Udo Kier, eine der markantesten und mutigsten Stimmen des queeren internationalen Kinos, ist im Alter von 81 Jahren verstorben. Der gebürtige Kölner prägte seit den 1960er-Jahren die Filmwelt mit einer Intensität und Wandelbarkeit, die weltweit ihresgleichen suchte. Früh zog es ihn aus Deutschland hinaus in die internationale Filmszene. Dort arbeitete er mit einigen der bedeutendsten Regisseur*innen seiner Zeit zusammen: mit Rainer Werner Fassbinder, mit dem er zeitweise in der legendären „Deutschen Eiche“ in München lebte; mit Lars von Trier, Andy Warhol und auch mit Madonna (ein Video der beiden Künstler*innen zusammen gibt es unten). Kier war kein Schauspieler für Zwischentöne – oder besser: Er schuf neue. Ob schillernd, düster oder radikal ambivalent: Seine Figuren blieben im Gedächtnis, getragen von einem Blick, der gleichermaßen verletzlich wie unheimlich sein konnte.

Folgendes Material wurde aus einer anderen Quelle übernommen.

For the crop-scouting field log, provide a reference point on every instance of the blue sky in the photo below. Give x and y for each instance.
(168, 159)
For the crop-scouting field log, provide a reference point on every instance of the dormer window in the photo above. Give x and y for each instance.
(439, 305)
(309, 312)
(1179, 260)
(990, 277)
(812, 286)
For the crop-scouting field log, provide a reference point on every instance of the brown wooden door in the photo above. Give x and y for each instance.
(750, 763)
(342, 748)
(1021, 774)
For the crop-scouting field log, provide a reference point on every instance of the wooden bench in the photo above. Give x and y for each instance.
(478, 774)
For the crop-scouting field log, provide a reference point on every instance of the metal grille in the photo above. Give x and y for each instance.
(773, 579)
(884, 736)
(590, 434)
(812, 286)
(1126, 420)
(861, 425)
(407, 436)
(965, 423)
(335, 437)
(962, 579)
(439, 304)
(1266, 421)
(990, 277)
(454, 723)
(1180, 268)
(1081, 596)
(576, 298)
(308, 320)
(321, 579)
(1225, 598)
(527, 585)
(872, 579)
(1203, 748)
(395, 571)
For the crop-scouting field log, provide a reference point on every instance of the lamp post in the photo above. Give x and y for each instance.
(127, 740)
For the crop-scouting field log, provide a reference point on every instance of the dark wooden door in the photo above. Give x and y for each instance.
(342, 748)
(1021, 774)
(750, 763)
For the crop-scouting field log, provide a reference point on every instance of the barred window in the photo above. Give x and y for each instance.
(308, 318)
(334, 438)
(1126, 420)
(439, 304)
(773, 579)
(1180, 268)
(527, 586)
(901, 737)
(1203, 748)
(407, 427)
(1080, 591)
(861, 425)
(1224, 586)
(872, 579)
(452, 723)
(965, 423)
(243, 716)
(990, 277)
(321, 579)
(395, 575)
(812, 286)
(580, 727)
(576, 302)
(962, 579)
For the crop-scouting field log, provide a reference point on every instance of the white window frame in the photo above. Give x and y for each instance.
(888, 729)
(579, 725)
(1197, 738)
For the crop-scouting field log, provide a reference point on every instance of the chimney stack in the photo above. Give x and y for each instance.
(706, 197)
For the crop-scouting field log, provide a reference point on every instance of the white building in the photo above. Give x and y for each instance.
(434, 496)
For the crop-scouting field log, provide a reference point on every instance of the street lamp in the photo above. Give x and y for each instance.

Zu seinen bekanntesten Rollen zählen Auftritte in „My Private Idaho“, „Armageddon“, „Schamlos“, „Iron Sky: The Coming Race“, „Dancer in the Dark“, „Andy Warhols Frankenstein“, „Kir Royal“ und „Swan Song“. Der Künstler bewegte sich mühelos zwischen Arthouse und Horror, zwischen experimenteller Kunst und Hollywood-Spektakel – und blieb dabei doch immer er selbst: eigenwillig, extravagant, unverkennbar. Als offen schwuler Künstler setzte er Maßstäbe für queere Sichtbarkeit im Film. Für seinen herausragenden Beitrag zur queeren Filmkultur wurde ihm 2020 der Spezial-TEDDY AWARD der Berlinale verliehen – eine späte, aber überfällige Würdigung eines Pioniers.
Mit Udo Kier verliert die Filmwelt einen Grenzgänger, der sich nie von Kategorien einfangen ließ. Sein Vermächtnis lebt in seinen mehr als 200 Rollen fort – und in dem Mut, den er vielen gab, ihre eigene Geschichte ohne Kompromisse zu erzählen.